WRIGHT: Absolutely, but not just a Jewish understanding, because the meaning of “resurrection” was clear. In the ancient pagan world, the Greco-Roman world, if someone mentioned “resurrection” — anastasis in Greek — people knew that that meant someone who is already well and truly dead coming back into a bodily life of some sort, and they knew that that didn’t happen.
HOMILETICS: So when you say that the resurrection is a “historical” problem or issue, is this what you mean? Getting back to an understanding of the word itself?
WRIGHT: Well, yes. If you say “Did Jesus rise from the dead?” and then suggest that that means, “Is Jesus still around spiritually somehow having left his body behind in the tomb?” — that’s a notion that one can understand; the ancients would have words for that — ancient Jews, ancient Hebrews, ancient Greeks would have had a word for that. But they wouldn’t have used the word “resurrection.”
HOMILETICS: So if you want to describe that position, fine. Just don’t use the word “resurrection.”
WRIGHT: Exactly. If what you mean is that you “sense his presence still with you,” “His call continues,” whatever. Exactly. Say, then, that “His call continues and I sense his presence with me.” We’ve got language to say that. The word “resurrection” does not mean that in the ancient world.
So it’s quite clear what the early Christian claim was.

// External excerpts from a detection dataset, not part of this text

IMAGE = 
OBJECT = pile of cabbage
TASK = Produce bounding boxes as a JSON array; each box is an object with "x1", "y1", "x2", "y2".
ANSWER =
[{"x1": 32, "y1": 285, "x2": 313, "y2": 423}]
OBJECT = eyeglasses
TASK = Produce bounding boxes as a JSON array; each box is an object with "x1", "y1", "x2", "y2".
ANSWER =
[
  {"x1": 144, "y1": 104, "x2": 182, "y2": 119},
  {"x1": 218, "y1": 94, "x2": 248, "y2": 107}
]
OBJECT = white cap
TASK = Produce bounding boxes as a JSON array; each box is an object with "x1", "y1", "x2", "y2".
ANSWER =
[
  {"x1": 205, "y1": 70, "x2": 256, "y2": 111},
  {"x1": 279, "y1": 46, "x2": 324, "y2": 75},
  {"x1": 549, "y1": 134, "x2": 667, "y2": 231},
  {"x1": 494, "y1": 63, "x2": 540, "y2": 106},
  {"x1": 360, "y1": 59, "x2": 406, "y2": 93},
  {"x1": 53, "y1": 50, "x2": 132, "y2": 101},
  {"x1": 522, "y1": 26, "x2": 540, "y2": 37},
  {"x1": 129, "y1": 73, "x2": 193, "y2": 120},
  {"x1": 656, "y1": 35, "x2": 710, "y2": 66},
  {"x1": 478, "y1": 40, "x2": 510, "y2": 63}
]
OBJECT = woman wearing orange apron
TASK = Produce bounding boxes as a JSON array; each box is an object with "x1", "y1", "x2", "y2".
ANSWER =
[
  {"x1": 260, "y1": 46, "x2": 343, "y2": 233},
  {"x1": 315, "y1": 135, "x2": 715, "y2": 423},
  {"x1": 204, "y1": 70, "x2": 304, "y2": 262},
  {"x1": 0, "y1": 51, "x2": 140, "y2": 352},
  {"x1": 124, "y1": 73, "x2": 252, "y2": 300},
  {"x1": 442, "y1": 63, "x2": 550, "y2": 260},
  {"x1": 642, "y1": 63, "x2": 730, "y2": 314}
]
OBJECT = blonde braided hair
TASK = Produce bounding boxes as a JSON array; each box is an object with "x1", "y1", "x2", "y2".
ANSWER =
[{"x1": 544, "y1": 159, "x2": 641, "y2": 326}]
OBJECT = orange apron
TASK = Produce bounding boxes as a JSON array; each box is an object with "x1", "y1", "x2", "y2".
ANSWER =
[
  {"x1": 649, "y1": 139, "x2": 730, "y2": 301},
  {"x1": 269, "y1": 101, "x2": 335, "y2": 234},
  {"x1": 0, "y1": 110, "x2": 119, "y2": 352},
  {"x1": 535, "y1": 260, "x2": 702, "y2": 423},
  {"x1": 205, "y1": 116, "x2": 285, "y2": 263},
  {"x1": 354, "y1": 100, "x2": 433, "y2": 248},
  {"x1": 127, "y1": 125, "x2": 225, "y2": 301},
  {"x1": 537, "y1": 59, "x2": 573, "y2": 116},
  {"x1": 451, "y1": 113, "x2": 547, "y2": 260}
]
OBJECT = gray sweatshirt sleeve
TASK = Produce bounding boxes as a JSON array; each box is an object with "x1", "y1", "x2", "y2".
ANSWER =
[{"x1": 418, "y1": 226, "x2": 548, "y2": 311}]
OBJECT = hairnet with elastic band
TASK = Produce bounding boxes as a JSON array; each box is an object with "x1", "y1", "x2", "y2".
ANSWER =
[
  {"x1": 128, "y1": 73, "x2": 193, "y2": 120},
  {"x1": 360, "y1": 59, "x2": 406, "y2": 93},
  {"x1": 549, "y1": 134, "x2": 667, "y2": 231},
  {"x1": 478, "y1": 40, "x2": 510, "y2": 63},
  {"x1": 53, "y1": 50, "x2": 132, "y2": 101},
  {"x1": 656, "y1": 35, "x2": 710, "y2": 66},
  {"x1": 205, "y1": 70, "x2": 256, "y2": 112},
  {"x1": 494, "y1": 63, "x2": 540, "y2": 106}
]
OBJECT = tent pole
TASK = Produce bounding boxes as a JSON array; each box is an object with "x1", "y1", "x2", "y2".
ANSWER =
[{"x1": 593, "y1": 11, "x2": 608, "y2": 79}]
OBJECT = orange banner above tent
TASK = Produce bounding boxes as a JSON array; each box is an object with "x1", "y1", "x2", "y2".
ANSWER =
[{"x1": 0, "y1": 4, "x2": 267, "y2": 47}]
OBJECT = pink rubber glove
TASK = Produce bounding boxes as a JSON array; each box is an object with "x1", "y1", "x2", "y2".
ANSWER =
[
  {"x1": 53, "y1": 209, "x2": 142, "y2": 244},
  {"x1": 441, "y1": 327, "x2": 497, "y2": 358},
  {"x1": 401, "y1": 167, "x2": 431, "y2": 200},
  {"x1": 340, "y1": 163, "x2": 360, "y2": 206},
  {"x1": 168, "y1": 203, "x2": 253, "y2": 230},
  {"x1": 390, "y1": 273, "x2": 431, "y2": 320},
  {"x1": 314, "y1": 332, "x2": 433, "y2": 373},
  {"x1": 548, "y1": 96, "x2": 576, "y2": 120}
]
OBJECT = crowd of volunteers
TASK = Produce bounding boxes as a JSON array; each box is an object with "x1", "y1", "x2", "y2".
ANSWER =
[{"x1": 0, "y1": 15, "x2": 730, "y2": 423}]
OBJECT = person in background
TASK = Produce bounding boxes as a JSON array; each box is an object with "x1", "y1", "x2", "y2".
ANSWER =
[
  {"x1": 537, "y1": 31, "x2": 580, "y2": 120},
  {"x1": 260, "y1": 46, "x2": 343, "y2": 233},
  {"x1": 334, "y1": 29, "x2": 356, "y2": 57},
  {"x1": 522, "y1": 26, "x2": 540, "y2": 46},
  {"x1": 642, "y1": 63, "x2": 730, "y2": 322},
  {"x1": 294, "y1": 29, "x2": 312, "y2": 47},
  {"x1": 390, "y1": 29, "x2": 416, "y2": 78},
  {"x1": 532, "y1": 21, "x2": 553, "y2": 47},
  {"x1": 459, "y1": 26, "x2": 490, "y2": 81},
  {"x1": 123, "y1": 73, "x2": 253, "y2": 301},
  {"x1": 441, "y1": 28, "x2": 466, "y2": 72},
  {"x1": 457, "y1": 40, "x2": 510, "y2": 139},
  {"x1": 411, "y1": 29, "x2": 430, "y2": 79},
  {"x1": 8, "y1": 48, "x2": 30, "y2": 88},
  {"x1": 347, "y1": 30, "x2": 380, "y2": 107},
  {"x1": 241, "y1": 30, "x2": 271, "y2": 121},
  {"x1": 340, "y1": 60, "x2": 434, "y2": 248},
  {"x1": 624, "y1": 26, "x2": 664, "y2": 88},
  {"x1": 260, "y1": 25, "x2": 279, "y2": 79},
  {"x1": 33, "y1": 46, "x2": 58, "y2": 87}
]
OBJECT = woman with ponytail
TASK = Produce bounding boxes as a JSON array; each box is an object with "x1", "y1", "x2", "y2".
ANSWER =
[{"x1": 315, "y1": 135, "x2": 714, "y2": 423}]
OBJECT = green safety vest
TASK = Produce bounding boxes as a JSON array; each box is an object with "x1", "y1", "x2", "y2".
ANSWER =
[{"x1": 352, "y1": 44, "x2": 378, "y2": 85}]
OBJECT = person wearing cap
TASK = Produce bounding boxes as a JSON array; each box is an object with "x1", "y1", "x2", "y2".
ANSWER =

The early Christian claim was that Jesus was well and truly bodily alive again after a short period of being well and truly bodily dead and that they knew that this totally broke the mold. Many Jews in that day did believe in resurrection, but they didn’t believe that one person was going to be raised before all the rest. That’s a totally radical innovation. Nobody was expecting that.


God does work in mysterious ways. I'd sort of quit looking at Homiletics during Lent; my little church on the prairie near Fort Morgan doesn't do Holy week services, so we usually go from "Yay God" on Palm Sunday to "Yay God" on Easter and skip all the good stuff in between. So this year, we spent Lent in Holy week (and Mark), one weekday per Sunday. So we celebrated Palm Sunday on 2/10, and ended with Good Friday on 3/16. It was different.
Anyway, my Easter sermon was on how I came to honestly, deep-down-in-my-heart, believe in the bodily resurrection that Wright describes. And interestingly, it came to me as I was reading his book "What St. Paul Really Said." In a nutshell, it somehow dawned on me that if the early church - and by that I mean the 120 present in Acts 1:15 that gathered to replace Judas - didn't really believe that the resurrection had actually happened, would they have put up with all the abuse and persecution they suffered? And those that came to believe shortly thereafter (including Paul) - would they really have suffered imprisonment, beatings, being run out of town, even death (Stephen) if they were just making it up? I don't think so. None of the other messiah/itinerant preacher's groups survived their death (see John the Baptist); could Jesus's have survived if something wasn't different - like the resurrection? I have come to believe no - so it must be true.
So I find it highly ironic that today I dug out my copy of Homiletics, happened to read your back page comment on blogs (looking for the missing interview) and had a few minutes to read and found this particular blog. God does indeed work in mysterious ways.
Thanks for your work to help us preachers in the trenches. By the way, I love your alternative treatment pages!